SOUTH AFRICA – De Novo Foodlabs has received a US$700,000 (11 million rands) non-dilutive grant from the South African government to propel research into developing nutritious, animal-free proteins through cutting-edge precision fermentation technology in the company.
The company rebranded from De Novo Dairy to De Novo Foodlab and is set to move its headquarters to London in Q4 2023, a relocation to allow the company to strengthen its partnerships with leading food and beverage companies, research institutions, and investors.
In Latin, de novo means ‘from the new’. The term is also used in biology to describe ‘some biological process or entity that has begun again or from new or from the beginning’.

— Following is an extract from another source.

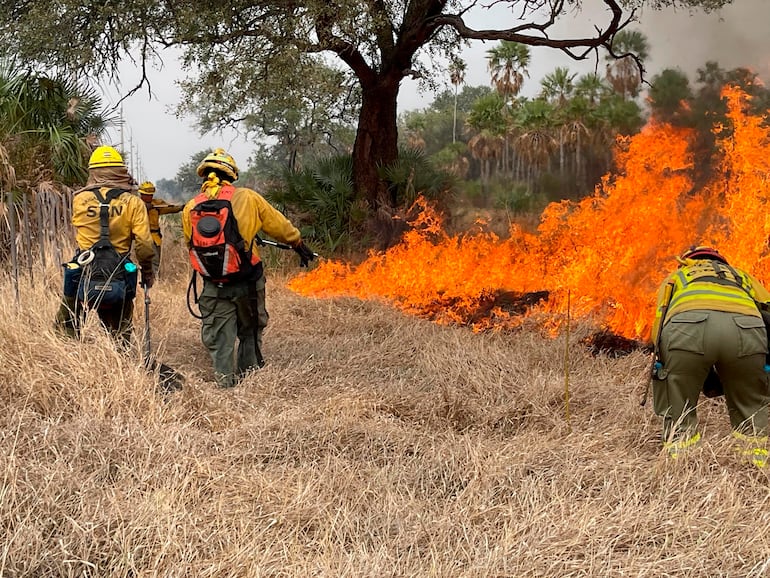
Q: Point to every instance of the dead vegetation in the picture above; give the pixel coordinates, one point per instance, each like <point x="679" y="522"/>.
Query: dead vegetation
<point x="372" y="444"/>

It produces nutrition requirements from rare proteins to isolated peptides and can do it anywhere without the need for animal agriculture.
The start-up is a pioneering biotech start-up revolutionizing the field of nutrition, with its mission being to sustainably nutrify the planet.
It also aims to create a more sustainable and brighter global future by tapping into its wealth of knowledge and state-of-the-art facilities.
Through a joint mission, De Novo has joined forces with leading South African universities to reshape the future of food by revolutionizing the food production landscape, one step at a time, and creating nutritional solutions to elevate human health in the next generations.
De Novo seeks to be the first on the African continent to use its precision fermentation-based dairy proteins and combine them with vegan fats and sugars to make everything from cheese to yogurt.
The company has worked on a personalized nutrition product containing cultivated dairy proteins expressed through the company’s uniquely designed yeast strain.
Africa’s only precision fermentation specialist is edging closer to releasing its debut product, which will feature cultivated dairy proteins.
While there is no set launch date yet, the company is hoping to release it sometime in 2023. The dairy alternative sector is forecast to more than double its value over a decade, with its valuation of more than US$9bn in 2021 set to rise to over US$20bn by 2029, according to Data Bridge Market Research.
Both emerging and well-established food industry players, including Nestlé and Royal DSM, are in a race to take a bigger pie of the market.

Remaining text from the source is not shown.